BP) has flunked a series of oil-spill drills and failed to meet state standards for disaster contingency at its offshore Northstar field, she noted. Conditions at Northstar, only six miles from shore, are not as challenging as those at McCovey, she said.

"If the oil industry can't demonstrate that they can clean up an oil spill six miles out, how in the world are they going to demonstrate it 12 miles out?" she said.

The Inupiat Community of the Arctic Slope has also sued to block development at Northstar, a 175-million barrel field where BP Exploration Alaska Inc. expects to start production late next year.

The tribal organization filed its challenge to the McCovey project after the North Slope Borough reversed its earlier objection to Phillips' plans to build an ice road to the unit.
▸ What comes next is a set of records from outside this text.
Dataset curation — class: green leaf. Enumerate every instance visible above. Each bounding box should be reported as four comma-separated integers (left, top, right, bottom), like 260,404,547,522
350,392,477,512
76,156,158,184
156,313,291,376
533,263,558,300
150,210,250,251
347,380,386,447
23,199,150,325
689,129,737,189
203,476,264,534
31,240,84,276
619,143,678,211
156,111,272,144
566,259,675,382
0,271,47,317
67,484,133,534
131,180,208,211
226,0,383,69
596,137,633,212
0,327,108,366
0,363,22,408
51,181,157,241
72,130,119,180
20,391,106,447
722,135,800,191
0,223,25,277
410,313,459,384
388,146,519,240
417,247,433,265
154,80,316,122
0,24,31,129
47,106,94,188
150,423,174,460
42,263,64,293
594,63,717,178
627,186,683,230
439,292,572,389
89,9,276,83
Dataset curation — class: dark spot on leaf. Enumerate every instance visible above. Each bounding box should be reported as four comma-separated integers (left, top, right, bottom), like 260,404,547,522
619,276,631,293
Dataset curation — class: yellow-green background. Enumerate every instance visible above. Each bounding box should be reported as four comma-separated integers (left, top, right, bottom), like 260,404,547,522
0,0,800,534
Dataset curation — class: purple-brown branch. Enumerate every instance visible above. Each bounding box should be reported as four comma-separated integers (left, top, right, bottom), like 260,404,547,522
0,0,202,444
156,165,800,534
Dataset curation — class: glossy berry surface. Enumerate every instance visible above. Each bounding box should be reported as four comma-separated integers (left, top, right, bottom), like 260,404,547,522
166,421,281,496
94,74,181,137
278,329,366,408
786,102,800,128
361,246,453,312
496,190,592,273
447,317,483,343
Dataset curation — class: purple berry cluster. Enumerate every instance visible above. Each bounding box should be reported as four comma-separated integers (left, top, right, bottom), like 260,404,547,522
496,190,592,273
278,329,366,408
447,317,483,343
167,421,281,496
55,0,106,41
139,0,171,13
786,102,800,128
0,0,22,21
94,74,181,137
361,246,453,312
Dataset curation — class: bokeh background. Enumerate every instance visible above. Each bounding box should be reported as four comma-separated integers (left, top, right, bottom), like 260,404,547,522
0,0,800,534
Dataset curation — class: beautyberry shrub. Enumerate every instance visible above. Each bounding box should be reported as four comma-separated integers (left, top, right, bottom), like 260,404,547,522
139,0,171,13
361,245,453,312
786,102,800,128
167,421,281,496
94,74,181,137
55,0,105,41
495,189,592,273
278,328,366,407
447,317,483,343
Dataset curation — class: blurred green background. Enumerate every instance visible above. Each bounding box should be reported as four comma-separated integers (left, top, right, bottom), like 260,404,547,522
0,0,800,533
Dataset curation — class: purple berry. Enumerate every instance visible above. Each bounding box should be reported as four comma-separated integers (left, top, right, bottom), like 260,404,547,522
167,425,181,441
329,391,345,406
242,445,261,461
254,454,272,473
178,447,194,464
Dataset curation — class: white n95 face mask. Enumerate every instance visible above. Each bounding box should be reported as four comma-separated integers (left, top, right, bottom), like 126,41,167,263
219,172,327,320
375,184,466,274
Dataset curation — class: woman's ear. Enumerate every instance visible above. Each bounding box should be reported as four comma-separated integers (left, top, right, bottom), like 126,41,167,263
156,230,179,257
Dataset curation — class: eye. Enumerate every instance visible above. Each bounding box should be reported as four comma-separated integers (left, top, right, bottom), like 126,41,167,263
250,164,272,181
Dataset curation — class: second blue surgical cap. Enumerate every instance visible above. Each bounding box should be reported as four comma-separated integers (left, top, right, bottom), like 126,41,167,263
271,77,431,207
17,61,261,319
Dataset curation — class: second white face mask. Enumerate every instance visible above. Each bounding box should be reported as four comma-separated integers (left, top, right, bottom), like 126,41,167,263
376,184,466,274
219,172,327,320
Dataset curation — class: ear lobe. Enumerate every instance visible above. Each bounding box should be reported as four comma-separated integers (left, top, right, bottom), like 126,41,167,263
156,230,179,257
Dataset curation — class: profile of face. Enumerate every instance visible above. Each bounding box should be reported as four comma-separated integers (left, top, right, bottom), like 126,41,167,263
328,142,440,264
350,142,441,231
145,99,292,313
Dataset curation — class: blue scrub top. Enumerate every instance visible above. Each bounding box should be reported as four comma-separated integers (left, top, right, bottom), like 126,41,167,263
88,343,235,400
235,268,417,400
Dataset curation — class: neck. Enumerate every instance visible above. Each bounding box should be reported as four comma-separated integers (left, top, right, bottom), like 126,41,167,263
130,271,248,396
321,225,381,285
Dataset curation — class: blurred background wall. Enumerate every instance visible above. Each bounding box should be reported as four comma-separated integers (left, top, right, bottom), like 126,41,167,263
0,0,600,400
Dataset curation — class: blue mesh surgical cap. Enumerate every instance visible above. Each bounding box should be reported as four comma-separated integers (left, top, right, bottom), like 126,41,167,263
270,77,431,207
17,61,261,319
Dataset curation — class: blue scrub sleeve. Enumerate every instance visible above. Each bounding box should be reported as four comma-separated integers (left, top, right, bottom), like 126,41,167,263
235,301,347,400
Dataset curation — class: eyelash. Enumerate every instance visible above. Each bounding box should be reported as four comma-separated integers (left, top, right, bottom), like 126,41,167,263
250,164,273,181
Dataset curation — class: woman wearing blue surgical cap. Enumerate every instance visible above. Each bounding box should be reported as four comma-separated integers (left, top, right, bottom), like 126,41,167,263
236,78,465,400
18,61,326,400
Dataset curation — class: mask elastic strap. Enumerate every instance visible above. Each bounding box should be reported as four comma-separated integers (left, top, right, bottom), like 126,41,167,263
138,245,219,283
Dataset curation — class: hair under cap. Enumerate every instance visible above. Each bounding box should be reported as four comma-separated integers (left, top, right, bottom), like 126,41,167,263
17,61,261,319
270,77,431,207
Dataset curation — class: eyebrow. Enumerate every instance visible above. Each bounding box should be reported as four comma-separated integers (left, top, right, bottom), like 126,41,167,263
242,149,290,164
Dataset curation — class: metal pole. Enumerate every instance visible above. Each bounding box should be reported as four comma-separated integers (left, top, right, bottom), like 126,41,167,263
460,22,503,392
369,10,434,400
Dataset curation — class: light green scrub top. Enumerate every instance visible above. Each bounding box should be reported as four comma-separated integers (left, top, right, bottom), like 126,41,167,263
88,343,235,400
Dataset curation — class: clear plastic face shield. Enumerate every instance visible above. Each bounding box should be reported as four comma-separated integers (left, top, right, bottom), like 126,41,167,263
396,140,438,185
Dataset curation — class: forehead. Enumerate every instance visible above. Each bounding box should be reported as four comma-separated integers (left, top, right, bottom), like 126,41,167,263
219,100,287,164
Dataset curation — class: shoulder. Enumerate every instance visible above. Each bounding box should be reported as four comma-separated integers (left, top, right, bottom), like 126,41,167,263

The Inupiat oppose all offshore drilling in the Arctic because of the oil-spill risks, said Bill Tegoseak, one of the original seven plaintiffs.

"We see no national security need to explore for fossil fuels in the Arctic Ocean at the expense of jeopardizing the health of all segments of Arctic life," he said in a release Monday.

Phillips Alaska Petroleum is pressing forward with its plans to do its exploration drilling this winter at McCovey, said Dawn Patience, a company spokeswoman.

The company plans to build an ice road to gain access to the site and an ice island to stage the drilling, she said.

Because the work is planned for the winter, when the sea is frozen solid, oil-spill risks are minimal, Patience said.

"There is no activity during broken ice or open water," she said.

If Phillips decides to pursue development at McCovey, it will have to apply for new permits and submit to an environmental impact statement, she said.